Sunday, December 5

Chain reaction

Today was my last Juletide performance. Ever. It's a very empty feeling right now, sort of in the pit of the stomach. It's something that I'll never do again, and I'm glad to have participated in it, for all of the long reahearsals, aching feet, colds, increasingly crazy Glorias ... it's been well worth it.

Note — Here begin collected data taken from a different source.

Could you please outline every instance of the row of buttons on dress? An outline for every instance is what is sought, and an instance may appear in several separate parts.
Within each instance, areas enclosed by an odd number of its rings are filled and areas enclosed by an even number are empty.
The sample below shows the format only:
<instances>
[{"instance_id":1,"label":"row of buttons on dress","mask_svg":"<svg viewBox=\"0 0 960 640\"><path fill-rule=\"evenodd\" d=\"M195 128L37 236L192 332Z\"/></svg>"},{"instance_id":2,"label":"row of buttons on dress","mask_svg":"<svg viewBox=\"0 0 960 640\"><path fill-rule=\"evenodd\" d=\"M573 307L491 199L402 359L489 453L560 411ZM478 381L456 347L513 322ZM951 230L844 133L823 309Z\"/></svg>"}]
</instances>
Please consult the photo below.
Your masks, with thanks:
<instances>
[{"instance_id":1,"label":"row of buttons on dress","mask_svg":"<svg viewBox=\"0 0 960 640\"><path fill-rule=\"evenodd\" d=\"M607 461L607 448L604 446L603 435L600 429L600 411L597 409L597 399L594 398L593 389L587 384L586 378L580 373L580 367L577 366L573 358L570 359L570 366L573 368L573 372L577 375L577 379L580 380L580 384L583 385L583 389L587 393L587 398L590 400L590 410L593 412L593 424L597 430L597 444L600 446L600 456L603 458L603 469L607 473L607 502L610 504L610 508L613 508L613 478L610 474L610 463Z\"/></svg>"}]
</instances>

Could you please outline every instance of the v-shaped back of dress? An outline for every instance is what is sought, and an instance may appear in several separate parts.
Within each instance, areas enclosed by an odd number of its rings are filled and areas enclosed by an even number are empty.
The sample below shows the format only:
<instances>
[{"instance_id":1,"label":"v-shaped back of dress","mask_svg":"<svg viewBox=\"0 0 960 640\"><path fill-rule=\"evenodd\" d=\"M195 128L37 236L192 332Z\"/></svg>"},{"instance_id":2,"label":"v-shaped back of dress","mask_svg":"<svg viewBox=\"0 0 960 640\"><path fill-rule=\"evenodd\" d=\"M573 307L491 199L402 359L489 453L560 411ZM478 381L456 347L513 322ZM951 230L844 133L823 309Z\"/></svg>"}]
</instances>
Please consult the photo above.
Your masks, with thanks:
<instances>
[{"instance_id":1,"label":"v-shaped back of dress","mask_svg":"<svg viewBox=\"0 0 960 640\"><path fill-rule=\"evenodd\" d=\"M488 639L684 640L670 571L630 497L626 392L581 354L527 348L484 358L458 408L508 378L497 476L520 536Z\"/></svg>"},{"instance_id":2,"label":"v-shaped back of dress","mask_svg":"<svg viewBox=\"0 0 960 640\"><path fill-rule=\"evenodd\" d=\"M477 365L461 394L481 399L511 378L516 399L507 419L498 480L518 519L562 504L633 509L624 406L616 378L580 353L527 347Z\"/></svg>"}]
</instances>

I didn't think that I was going to cry - I was good all the way through both of our pieces, even though TP had his Look. I was even good through candle-lighting. But then I looked at Westie Nobes as he signaled the last cutoff, and he just looked so incredibly old and frail that one solitary tear slid down my cheek in sympathy. As we all know, tears follow the "safety in numbers" philosophy. By the end of the finale, I was definitely having some leakage. I saw Franzie from across the way, and I saw her crying [or at least fighting off tears] and finally I just let them fall. I can't stand watching friends cry alone, so I have to help.

And we bowed, and the tears kept coming down. And TP acknowledged Westie, and he gave his final bow, and I cried more, because it's just sad when old men cry.

Then the concert was over, and we took our senior picture. Our "usual group" was clustered in the middle, with the rest of the seniors from the other choirs surrounding us. Somebody started singing songs from our freshman and sophomore years in choir, and everyone joined in, laughing and crying all at once. We were a spectacle.

Our group left the seniors and joined Timmy and Scowly-Bling in the CRH, so we could have some private pictures. It seemed like everyone's parents were there to take pictures except mine, but I wasn't the only one. [Mine were here on Friday, and Thadd and Timmy and I took a couple of photos by Oedipus and Antigone, and Thadd's parents were here before, too ...] I'm excited to see our line-up shot - it's like show choir, sort of, and I've got a yoga pose going on.


But it's the end. And it's also started snowing. I'm not sure how I feel about either of those things.